The Court of Appeal put the Post Office back in its letter box. Fraser remained as presiding judge. The Post Office rapidly sought settlement with the claimants, although because the claimants had resorted to a group litigation order, much of the compensation was swallowed by legal and other costs. There had been some justice, but only of a sort.
Elsewhere, the government has been pressed into establishing an inquiry under a retired senior judge. But still the Post Office has tried to get out of being accountable, not least with serious ongoing failures to disclose relevant information to the inquiry. The chair has had to be increasingly vocal in expressing his displeasure.
And in the criminal courts, only a small minority of the convictions have been quashed. The Criminal Cases Review Commission, which refers cases to the appeal courts, is slow and poorly resourced, and needlessly legalistic in its approach, seeming only to bring cases when it can be certain of success. This case-by-case approach means that many of those wrongly convicted face lengthy and uncertain waits as to whether they will be exonerated. The cruel irony is that far more consideration is being put into whether to reverse the convictions than was ever put into whether there should have been prosecutions in the first place.
Now, thanks to the new year television dramatisation Mr Bates vs The Post Office, politicians have realised that something must be done. The government has announced that compensation payments will be accelerated and that the group litigation settlement amounts are not the last word. Prime Minister Rishi Sunak has promised primary legislation so as to remove the convictions, apparently even in the few cases where the convictions may have been valid. Twenty-four years after the first Horizon-based prosecutions, ministers have finally acted with speed.
But the complexity of this dreadful situation demands more than these quick solutions. There must be reform of the legal system’s rules of evidence and disclosure which led to defendants being convicted on the basis of computer records alone, without any reasonable chance of rebutting those records. Private prosecutions should be abolished, and every prosecution decision should be made by an independent prosecutor. Class actions in respect of IT failures should not be a valuable vehicle for funders and lawyers, but an effective means of achieving compensation for the victims.
And one persisting problem is the arrogant secrecy and lack of accountability of those who hold senior positions in the public sector. IT and infrastructure projects will often fail, and so absolute transparency should be a minimum requirement. The only reason we know so much about the failures of the Horizon system is because of the botched prosecutions—and that information only came out because of the hard-contested civil litigation.

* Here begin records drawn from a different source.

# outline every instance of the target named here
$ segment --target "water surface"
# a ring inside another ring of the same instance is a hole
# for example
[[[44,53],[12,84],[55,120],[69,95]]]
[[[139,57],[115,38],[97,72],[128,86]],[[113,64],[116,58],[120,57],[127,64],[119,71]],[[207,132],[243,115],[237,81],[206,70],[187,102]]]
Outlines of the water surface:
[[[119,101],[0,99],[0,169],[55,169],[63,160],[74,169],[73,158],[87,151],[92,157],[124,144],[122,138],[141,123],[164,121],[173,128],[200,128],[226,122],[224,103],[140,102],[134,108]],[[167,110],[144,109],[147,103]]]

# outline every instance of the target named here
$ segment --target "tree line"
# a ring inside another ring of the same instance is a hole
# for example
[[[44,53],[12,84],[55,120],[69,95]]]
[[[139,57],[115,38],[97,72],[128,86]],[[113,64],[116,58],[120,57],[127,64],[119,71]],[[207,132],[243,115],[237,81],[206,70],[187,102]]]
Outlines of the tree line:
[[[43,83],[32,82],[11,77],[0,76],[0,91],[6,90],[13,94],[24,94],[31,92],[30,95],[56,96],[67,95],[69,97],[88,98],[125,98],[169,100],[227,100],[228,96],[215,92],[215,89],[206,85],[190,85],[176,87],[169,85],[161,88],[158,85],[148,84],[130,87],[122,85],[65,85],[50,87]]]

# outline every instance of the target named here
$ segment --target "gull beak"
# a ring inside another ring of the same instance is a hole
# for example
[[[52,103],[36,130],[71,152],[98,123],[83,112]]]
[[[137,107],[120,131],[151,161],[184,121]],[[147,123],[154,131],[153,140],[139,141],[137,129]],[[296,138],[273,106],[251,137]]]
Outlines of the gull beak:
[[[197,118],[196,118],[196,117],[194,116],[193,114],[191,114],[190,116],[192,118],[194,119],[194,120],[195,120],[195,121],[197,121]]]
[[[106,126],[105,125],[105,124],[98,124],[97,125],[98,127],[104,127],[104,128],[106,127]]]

In the UK, the state is quick to impose criminal and civil liability and slow to remove it, even when the injustices are stark. The legal system of England and Wales, in particular, makes it easy for the likes of the Post Office to prosecute and contest cases, and makes it hard for the likes of Mr Bates to take those entities on.
Because of some strokes of media and legal luck, and because of a well-received television drama series, it may be that the surviving wrongly accused belatedly have justice. They very nearly did not. And still now you might never have heard anything about the Post Office Horizon scandal.